Марши безразлично пожал плечами, но подчинился. Он тяжело рухнул на единственный в ячейке стул.
— На вас надет полный боевой экзот «Армарк» выпуска ККУ ООН, — сказал он очень спокойно. — Помимо вооружения, этот экзот увеличивает вашу скорость в пятнадцать раз, а силу в тридцать раз по отношению ко мне.
— Ты точно оценил мое над тобой превосходство, — процедила Сцилла. — Но не следует нести бессмыслицу. Я — ангел.
Ее добыча ответила ей язвительной улыбкой.
— Моя ошибка. Я всегда думал, что пьянство доведет меня до розовых слонов. — Он потянулся за бутылкой, стоящей рядом на столе. — Кстати, о пьянстве: не хотите ли выпить со мной перед сном?
Его нежелание принимать ее всерьез было непростительно. Сцилла двинулась, взлетев с кровати как живая молния, и выхватила у него бутылку раньше, чем глаз успел бы мигнуть.
Потом она медленно и демонстративно раздавила ее одним движением покрытой серебром ладони. Ячейка наполнилась резкой вонью пролитого алкоголя. Осколки зазвенели, падая на пол.
— Нет? — дружелюбно сказал Марши, глядя ей в лицо. Оно было татуировано кошмарной маской демона — лицо, предназначенное для наведения страха на смотрящего. — Или вы именно джин не любите?
— Что с тобой такое? — спросила Сцилла, и голос ее стал едким от ярости. — Ты дурак? Ты самоубийца?
Марши смотрел на нее, не мигая, и на лице его не было страха, не было вообще ничего, что она могла бы назвать.
— Я человек, который хочет выпить, — ответил он.
Все это шло совсем не так, как планировала Сцилла.

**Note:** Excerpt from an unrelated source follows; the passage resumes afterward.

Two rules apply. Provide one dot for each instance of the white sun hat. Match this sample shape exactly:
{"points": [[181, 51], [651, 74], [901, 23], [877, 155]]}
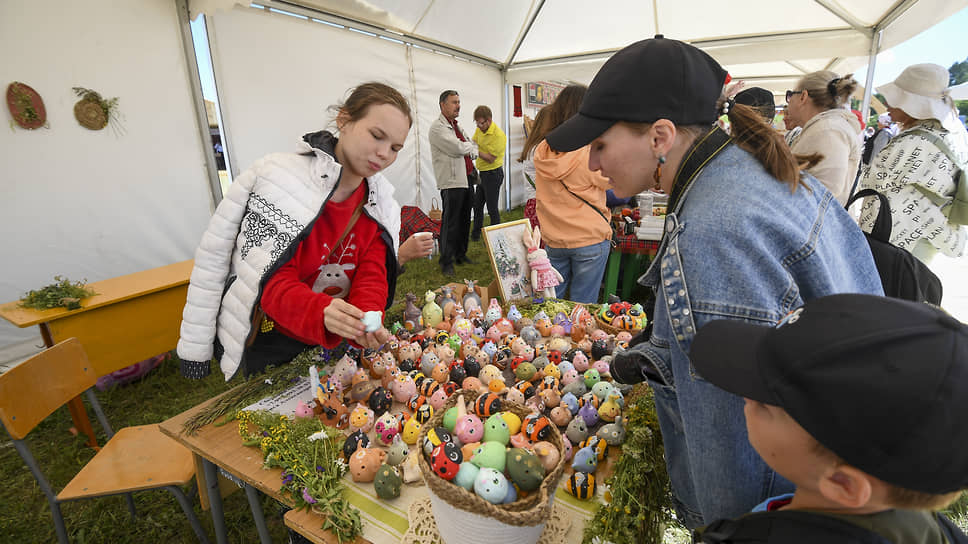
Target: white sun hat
{"points": [[921, 91]]}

Ее мир был прост, правила его неизменны и нерушимы, и место ее в этом мире полностью понимали все и каждый. Люди ее боялись, потому что она ангел. Ангелы на то и сделаны, чтобы их боялись; они — орудия, выкованные в Небе, дабы принуждать человека соблюдать Законы Бога и определять наказание за нарушение этих Законов. Лишь один человек в ее жизни и в ее мире не сжимался в ее присутствии, и это был Брат Кулак. Поскольку она была Его ангелом, только правильно было, чтобы это она боялась Его.
Но этот человек, которого ее послали доставить, — не Избранник Бога. Он неверный, а она ангел. Как он может смотреть на нее и не трепетать?
Сцилла знала, как выглядит, и гордилась этим. Тело ее не было нечистой массой мягкой, обвислой, потеющей плоти; она была вся — блестящее, прочное, неразрушимое серебро с головы до ног. Она не была проклята непристойными женскими частями, которые надо прятать. Пах у нее был гладкий, ровный и непроницаемый. Груди были скромными серебряными холмами без сосков, клеймящих млекопитающих тварей.
Лицо ее было по форме человеческим и сделанным из плоти, но несло на себе красно-черные метки Бога, втравленные в каждую пору. Вместо волос ее череп покрывало сияющее серебро. Один ее зеленый глаз был вполне человеческим, поскольку ангелы стоят на полпути между Богом и человеком. Другой, ангельский глаз был немигающей, недреманной стеклянной линзой в стальной оправе. В этот глаз мог смотреть Брат Кулак, чтобы видеть свой мир ее глазами, если захочет, и еще он давал ей возможность видеть в темноте, чтобы никто не мог укрыться от несущего Справедливость Господню.
Она сияла, как меч священного света, и все равно этот Марши не был ослеплен. Даже не моргнул.
На ее глазах он взял со стола другую бутылку. Отпив из нее, он протянул бутылку Сцилле:
— Давайте выпейте, — сказал он. — Помогает расслабиться.
Она взяла бутылку, но не чтобы выпить. Когда он потянул руку назад, она схватила его другой рукой за запястье. Керамиловые когти с шипением вышли из гнезд позади пальцев и сомкнулись со зловещим щелчком; бритвенной заточки острия вонзились в мягкую серую ткань его перчаток. Глядя ему прямо в глаза, она надавила. Недостаточно, чтобы раздавить, но более чем достаточно, чтобы сломать это бесящее ее безразличие.
К ее большому удивлению, запястье не поддалось. Выражение терпеливой апатии не сошло с лица Марши.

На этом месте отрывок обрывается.